What's the time complexity of array.splice() in Google Chrome? - javascript

If I remove one element from an array using splice() like so:
arr.splice(i, 1);
Will this be O(n) in the worst case because it shifts all the elements after i? Or is it constant time, with some linked list magic underneath?

Worst case should be O(n) (copying all n-1 elements to new array).
A linked list would be O(1) for a single deletion.
For those interested I've made this lazily-crafted benchmark. (Please don't run on Windows XP/Vista). As you can see from this though, it looks fairly constant (i.e. O(1)), so who knows what they're doing behind the scenes to make this crazy-fast.

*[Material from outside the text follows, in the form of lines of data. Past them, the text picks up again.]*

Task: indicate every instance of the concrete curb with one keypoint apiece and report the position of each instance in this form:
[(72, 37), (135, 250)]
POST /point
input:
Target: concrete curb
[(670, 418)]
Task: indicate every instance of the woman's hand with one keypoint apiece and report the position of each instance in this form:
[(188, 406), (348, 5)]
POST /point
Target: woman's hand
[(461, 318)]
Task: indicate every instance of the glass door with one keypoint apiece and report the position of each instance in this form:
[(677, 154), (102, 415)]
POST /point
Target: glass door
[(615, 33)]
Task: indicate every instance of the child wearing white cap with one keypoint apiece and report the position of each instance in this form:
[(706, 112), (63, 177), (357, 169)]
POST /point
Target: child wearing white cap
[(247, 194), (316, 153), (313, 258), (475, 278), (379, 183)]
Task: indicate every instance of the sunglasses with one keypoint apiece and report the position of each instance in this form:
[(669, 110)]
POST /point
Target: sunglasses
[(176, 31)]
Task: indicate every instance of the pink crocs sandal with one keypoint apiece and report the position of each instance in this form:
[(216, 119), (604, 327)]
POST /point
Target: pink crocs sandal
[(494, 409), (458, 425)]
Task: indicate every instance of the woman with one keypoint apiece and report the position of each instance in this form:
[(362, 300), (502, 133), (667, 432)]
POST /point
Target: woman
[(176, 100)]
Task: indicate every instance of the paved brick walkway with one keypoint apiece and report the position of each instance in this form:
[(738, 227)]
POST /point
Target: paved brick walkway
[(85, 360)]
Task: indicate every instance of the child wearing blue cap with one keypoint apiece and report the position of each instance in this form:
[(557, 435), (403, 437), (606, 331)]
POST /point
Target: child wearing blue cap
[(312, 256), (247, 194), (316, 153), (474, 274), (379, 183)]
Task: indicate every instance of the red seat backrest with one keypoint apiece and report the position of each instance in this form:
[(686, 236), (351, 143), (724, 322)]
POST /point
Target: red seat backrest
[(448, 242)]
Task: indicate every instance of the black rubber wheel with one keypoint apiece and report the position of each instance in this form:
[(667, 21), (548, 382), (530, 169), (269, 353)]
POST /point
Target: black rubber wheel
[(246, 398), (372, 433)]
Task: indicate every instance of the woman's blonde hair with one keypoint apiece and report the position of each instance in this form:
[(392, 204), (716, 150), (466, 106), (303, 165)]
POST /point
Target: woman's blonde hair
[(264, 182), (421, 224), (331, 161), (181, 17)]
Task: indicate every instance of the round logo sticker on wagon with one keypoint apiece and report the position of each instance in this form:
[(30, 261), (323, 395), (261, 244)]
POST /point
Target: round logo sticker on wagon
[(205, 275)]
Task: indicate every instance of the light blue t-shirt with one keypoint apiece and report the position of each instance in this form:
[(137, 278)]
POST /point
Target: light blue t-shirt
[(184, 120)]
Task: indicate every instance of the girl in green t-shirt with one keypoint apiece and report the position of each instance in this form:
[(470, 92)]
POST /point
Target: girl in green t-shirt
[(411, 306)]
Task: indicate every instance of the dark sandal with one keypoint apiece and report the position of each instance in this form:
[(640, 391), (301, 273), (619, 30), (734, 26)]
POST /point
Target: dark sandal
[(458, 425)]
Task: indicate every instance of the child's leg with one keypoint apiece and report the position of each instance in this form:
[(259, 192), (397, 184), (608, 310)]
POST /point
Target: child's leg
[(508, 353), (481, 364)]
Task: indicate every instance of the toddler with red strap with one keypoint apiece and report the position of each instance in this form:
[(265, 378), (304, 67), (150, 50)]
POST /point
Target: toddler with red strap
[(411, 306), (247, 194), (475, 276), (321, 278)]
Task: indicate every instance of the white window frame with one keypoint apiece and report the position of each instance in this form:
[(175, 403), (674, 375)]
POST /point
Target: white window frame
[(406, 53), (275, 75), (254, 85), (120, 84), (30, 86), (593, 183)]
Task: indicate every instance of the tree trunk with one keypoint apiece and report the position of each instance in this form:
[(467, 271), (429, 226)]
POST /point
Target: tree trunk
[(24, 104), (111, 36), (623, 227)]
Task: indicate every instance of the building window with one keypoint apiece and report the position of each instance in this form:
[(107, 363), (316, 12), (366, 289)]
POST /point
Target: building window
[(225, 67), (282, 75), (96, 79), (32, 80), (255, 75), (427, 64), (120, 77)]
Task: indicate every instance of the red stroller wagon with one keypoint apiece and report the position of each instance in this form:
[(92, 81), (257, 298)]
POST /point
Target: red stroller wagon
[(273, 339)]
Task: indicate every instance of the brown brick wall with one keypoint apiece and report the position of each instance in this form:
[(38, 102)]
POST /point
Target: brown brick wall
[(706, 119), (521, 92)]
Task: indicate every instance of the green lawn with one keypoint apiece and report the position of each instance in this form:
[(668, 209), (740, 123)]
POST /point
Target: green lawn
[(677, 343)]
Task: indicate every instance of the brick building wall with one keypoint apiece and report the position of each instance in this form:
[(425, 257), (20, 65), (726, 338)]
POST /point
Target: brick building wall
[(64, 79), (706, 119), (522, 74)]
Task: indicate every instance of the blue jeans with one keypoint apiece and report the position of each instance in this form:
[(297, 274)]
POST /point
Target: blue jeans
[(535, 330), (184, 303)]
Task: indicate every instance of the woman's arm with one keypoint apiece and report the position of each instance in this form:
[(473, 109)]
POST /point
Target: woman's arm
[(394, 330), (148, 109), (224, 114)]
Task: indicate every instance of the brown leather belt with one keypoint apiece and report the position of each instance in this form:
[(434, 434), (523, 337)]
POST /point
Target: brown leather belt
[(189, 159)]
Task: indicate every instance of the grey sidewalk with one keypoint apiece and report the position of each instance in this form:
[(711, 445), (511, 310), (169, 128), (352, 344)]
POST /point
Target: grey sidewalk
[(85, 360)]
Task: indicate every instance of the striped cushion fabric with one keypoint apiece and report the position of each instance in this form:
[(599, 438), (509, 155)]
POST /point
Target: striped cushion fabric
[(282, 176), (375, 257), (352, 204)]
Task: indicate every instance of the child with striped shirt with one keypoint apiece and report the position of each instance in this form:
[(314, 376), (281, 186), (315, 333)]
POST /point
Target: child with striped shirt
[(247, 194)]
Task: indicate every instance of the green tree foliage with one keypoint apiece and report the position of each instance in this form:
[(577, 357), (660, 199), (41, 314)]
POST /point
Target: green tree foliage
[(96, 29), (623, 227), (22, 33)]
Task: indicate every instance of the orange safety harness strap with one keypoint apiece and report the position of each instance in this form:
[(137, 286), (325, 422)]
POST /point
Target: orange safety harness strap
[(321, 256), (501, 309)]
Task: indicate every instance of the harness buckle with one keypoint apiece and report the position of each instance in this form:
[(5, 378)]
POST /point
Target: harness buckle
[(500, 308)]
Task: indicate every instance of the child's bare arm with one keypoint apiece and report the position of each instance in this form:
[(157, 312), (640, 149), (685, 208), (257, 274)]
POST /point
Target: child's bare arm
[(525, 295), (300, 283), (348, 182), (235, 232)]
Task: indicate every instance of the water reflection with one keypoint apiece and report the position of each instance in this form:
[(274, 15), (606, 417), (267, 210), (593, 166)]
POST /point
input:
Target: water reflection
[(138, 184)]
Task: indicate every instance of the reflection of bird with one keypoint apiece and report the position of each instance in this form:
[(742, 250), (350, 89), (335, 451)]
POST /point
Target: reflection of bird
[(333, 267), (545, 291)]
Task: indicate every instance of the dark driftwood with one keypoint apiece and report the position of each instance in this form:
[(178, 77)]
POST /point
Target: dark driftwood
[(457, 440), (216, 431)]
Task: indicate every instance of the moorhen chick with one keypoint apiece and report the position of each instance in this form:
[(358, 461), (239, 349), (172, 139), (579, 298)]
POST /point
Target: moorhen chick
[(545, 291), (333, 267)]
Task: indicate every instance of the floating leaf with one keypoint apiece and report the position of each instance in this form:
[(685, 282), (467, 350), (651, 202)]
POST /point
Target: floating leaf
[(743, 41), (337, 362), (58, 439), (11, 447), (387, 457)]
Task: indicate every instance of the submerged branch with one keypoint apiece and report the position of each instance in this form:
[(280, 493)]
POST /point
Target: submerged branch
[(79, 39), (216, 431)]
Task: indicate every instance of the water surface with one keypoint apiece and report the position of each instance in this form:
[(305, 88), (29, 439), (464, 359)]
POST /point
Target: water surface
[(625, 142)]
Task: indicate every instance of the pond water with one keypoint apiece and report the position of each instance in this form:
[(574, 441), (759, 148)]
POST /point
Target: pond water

Note that regardless, the actual splice is VERY fast.
Rerunning an extended benchmark directly in the V8 shell that suggest O(n). Note though that you need huge array sizes to get a runtime that's likely to affect your code. This should be expected as if you look at the V8 code it uses memmove to create the new array.

The Test:
I took the advice in the comments and wrote a simple test to time splicing a data-set array of size 3,000, each one containing 3,000 items in it. The test would simply splice the
first item in the first array
second item in the second array
third item in the third array
...
3000th item in the 3000th array
I pre-built the array to keep things simple.
The Findings:
The weirdest thing is that the number of times where the process of the splice even takes longer than 1ms grows linearly as you increase the size of the dataset.
I went as far as testing it for a dataset of 300,000 on my machine (but the SO snippet tends to crash after 3,000).
I also noticed that the number of splice()s that took longer than 1ms for a given dataset (30,000 in my case) was random. So I ran the test 1,000 times and plotted the number of results, and it looked like a standard distribution; leading me to believe that the randomness was just caused by the scheduler interrupts.
This goes against my hypothesis and #Ivan's guess that splice()ing from the beginning of an array will have a O(n) time complexity
Below is my test:
let data = []
const results = []
const dataSet = 3000
function spliceIt(i) {
data[i].splice(i, 1)
}
function test() {
for (let i=0; i < dataSet; i++) {
let start = Date.now()
spliceIt(i);
let end = Date.now()
results.push(end - start)
}
}
function setup() {
data = (new Array(dataSet)).fill().map(arr => new Array(dataSet).fill().map(el => 0))
}
setup()
test()
// console.log("data before test", data)
// console.log("data after test", data)
// console.log("all results: ", results)
console.log("results that took more than 1ms: ", results.filter(r => r >= 1))

¡Hi!
I did an experiment myself and would like to share my findings. The experiment was very simple, we ran 100 splice operations on an array of size n, and calculate the average time each splice function took. Then we varied the size of n, to check how it behave.
This graph summarizes our findings for big numbers:
For big numbers it seems to behave linearly.
We also checked with "small" numbers (they were still quite big but not as big):
On this case it seems to be constant.
If I would have to decide for one option I would say it is O(n), because that is how it behaves for big numbers. Bear in mind though, that the linear behaviour only shows for VERY big numbers.
However, It is hard to go for a definitive answer because the array implementation in javascript dependes A LOT on how the array is declared and manipulated.
I recommend this stackoverflow discussion and this quora discussion to understand how arrays work.
I run it in node v10.15.3 and the code used is the following:
const f = async () => {
const n = 80000000;
const tries = 100;
const array = [];
for (let i = 0; i < n; i++) { // build initial array
array.push(i);
}
let sum = 0;
for (let i = 0; i < tries; i++) {
const index = Math.floor(Math.random() * (n));
const start = new Date();
array.splice(index, 1); // UNCOMMENT FOR OPTION A
// array.splice(index, 0, -1); // UNCOMMENT FOR OPTION B
const time = new Date().getTime() - start.getTime();
sum += time;
array.push(-2); // UNCOMMENT FOR OPTION A, to keep it of size n
// array.pop(); // UNCOMMENT FOR OPTION B, to keep it of size n
}
console.log('for an array of size', n, 'the average time of', tries, 'splices was:', sum / tries);
};
f();
Note that the code has an Option B, we did the same experiment for the three argument splice function to insert an element. It worked similary.

Related

Create array with length n, initialize all values with 0 besides one which index matches a certain condition, in O(1)?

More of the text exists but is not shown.